Mais ce qui se passe là, on pourrait tresser le même script dans les hôpitaux, à la Poste ou dans les Caisses d’Assurance Maladie.

C’est parfaitement écrit, moi qui suis sensible au style, alerte, dense, très dialogué, à l’argot du moment, propos de rue, racisme à peine « voilé » ou plutôt pas du tout, on ressent les personnages face à nous.
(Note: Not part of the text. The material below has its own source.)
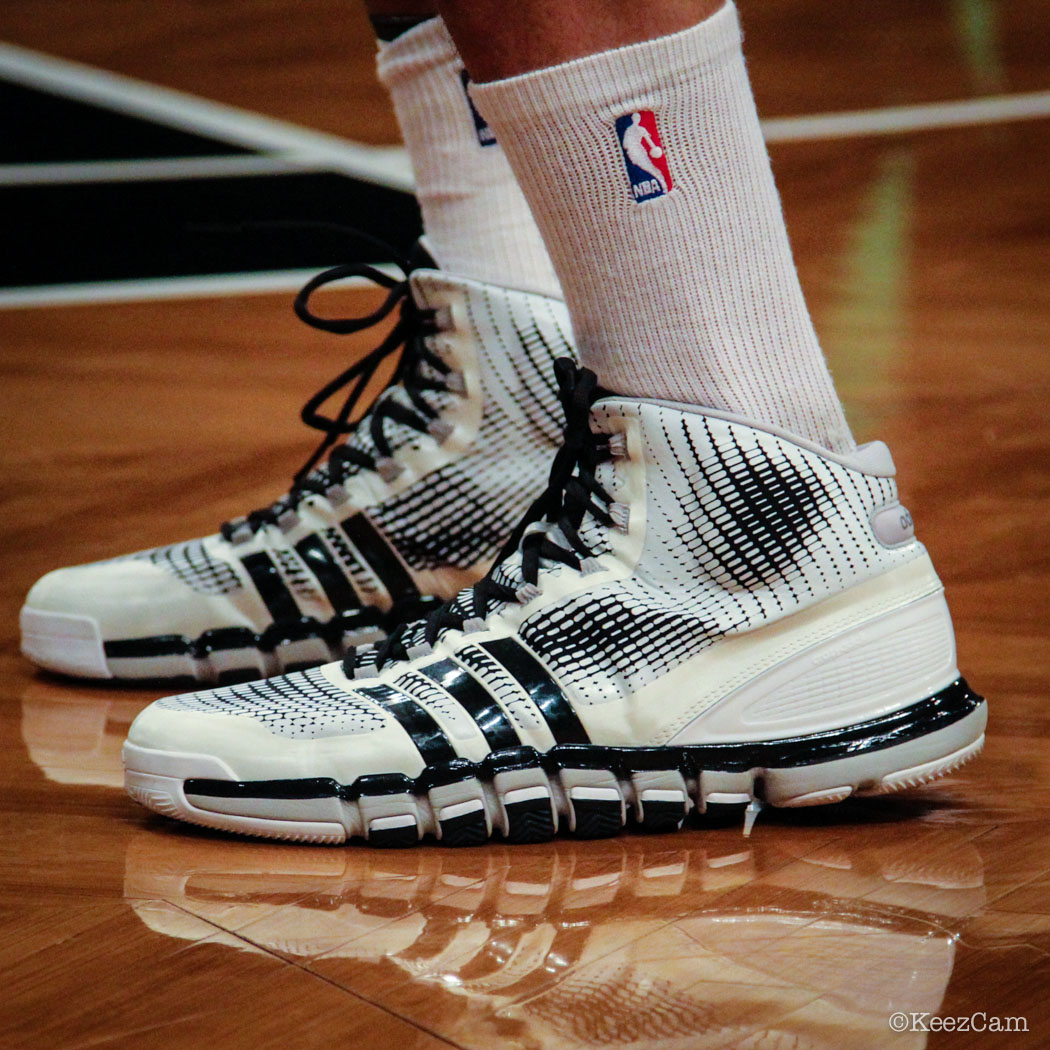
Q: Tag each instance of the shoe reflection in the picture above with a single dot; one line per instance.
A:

Parfois cocasse et dérisoire, souvent douloureux et émouvant, la manipulation des êtres chère au capitalisme et au néolibéralisme coule de source, nous sommes bien des marionnettes égarées s’agitant dans le vide, prisonniers de ces   liens qu’on n’arrive pas à trancher parce qu’on n’en est pas maîtres.

Qui en doutait ? Comment par un roman, traiter d’une sociologie politique en mettant en scène des personnages réels ! C’est fait.

Sûr que je serai un peu plus patient et moins désinvolte au prochain appel téléphonique.

Ce livre réussi est une bonne pioche, à faire circuler, à partager, et qui prête au débat. Touché au cœur.